I am trying to build a similar image retrieval system where given an image, the system is able to show top ‘k’ most similar images to it. For this particular example, I am using the DeepFashion dataset where given an image containing say a shirt, you show top 5 clothes most similar to a shirt. A subset of this has 289,222 diverse clothes images in it. Each image is of shape: (300, 300, 3).
The approach I have includes:
- Train an autoencoder
- Feed each image in the dataset through the encoder to get a reduced n-dimensional latent space representation. For example, it can be 100-d latent space representation
- Create a table of shape m x (n + 2) where ‘m’ is the number of images and each image is compressed to n-dimensions.
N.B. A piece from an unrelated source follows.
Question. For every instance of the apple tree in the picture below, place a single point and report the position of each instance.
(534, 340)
One of the column is the image name and the other column is a path to where the image is stored on your local system
- Given a new image, you feed it through the encoder to get the n-dimensional latent space representation
- Use something like cosine similarity, etc to compare the n-d latent space for new image with the table m x (n + 2) obtained in step 3 to find/retrieve top k closest clothes
How do I create the table mentioned in step 3?
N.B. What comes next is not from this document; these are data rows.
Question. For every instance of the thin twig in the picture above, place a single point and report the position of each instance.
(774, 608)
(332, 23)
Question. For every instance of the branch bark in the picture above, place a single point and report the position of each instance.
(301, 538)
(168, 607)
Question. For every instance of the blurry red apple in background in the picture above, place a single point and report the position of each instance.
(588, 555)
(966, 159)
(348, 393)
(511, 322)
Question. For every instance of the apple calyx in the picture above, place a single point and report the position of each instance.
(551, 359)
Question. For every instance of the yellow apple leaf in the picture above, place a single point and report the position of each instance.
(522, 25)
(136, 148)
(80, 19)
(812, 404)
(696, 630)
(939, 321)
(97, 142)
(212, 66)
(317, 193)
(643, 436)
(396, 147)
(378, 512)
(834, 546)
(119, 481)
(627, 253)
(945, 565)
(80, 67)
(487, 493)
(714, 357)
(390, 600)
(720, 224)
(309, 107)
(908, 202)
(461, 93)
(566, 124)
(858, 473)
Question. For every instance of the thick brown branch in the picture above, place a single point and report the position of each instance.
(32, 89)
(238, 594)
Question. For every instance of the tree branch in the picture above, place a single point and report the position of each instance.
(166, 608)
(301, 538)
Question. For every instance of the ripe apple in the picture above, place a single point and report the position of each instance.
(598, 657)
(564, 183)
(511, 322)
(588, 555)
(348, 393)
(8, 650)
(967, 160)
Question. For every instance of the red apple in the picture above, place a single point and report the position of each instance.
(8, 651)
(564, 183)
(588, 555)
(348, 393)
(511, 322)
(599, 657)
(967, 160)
I am planning on using TensorFlow 2.5 with Python 3.8 and the code for getting an image generator is as follows:
image_generator = ImageDataGenerator( rescale = 1./255, rotation_range = 135) train_data_gen = image_generator.flow_from_directory( directory = train_dir, batch_size = batch_size, shuffle = False, target_size = (IMG_HEIGHT, IMG_WIDTH), class_mode = 'sparse'
How can get image name and path to image to create the m x (n + 2) table in step 3?
Also, is there any other better way that I am missing out on?